I already told her to stop, take a break from LOA, go relax, be happy, cheer herself up, surround herself with friends and enjoyable experiences - and come back to LOA later, if she wants to, when her vibrations have improved.

... seriously, what do you think you're ATTRACTING?
Help.

I walked in the very same shoes in 2006 as well, when -not knowing about LoA at that time- I used Sonia Choquette's book "Your heart's desire" to finding and realising my life's true desires. I felt terrific when I set out, partially due to a major change in my life early that year which had me feeling just great about life on the whole.

I went into some soul searching and decided that I wanted to find my other half, the soul bonded to mine in heaven. I was laid back about the whole thing, it was like some child's play, making a magic box and all that and I really enjoyed the process in itself.

And then out of the blue I came across a total stranger by chance and an inner voice said this is him. At first I wasn't convinced at all, but then synchronicity( I didn't know that something like this existed either back then) started to rush in, and within a few weeks I was utterly convinced that we were what I'd now call twin souls (though I didn't know the term back then either).

Well, what ensued WAS a life changing experience in many ways, but not quiet in the way I expected.

To cut things short at one point everyone told me to let go, my friends on the Net, my family, all were scared, and yet I couldn't let go at that time. It was as if all hell had broken loose, and I had no idea how that could have happened when I'd set out with the best intentions and feeling good about life in general, but I felt compelled to hang in there as best as I could, being a crying, panicky mess at the time.

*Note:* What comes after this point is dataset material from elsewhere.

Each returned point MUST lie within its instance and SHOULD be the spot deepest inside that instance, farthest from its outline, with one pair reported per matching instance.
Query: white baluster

I'm glad I did. Otherwise I'd have missed out on the experiences that helped me become a more mature and self-reliant person and learn so much about who I am and about the world I live in.

Still I do believe that it might be a good idea in this circumstance to give LoA a rest for now. But I'm aware that any of my thoughts on the subject aren't an unshakeable truth and advice is an offer that comes without an obligation to take it into consideration or act on it.

Have to say ActinglikeGodot to my ears your post sounds heavily annoyed at your previous advice not being followed, and I wonder why you are so angry about that.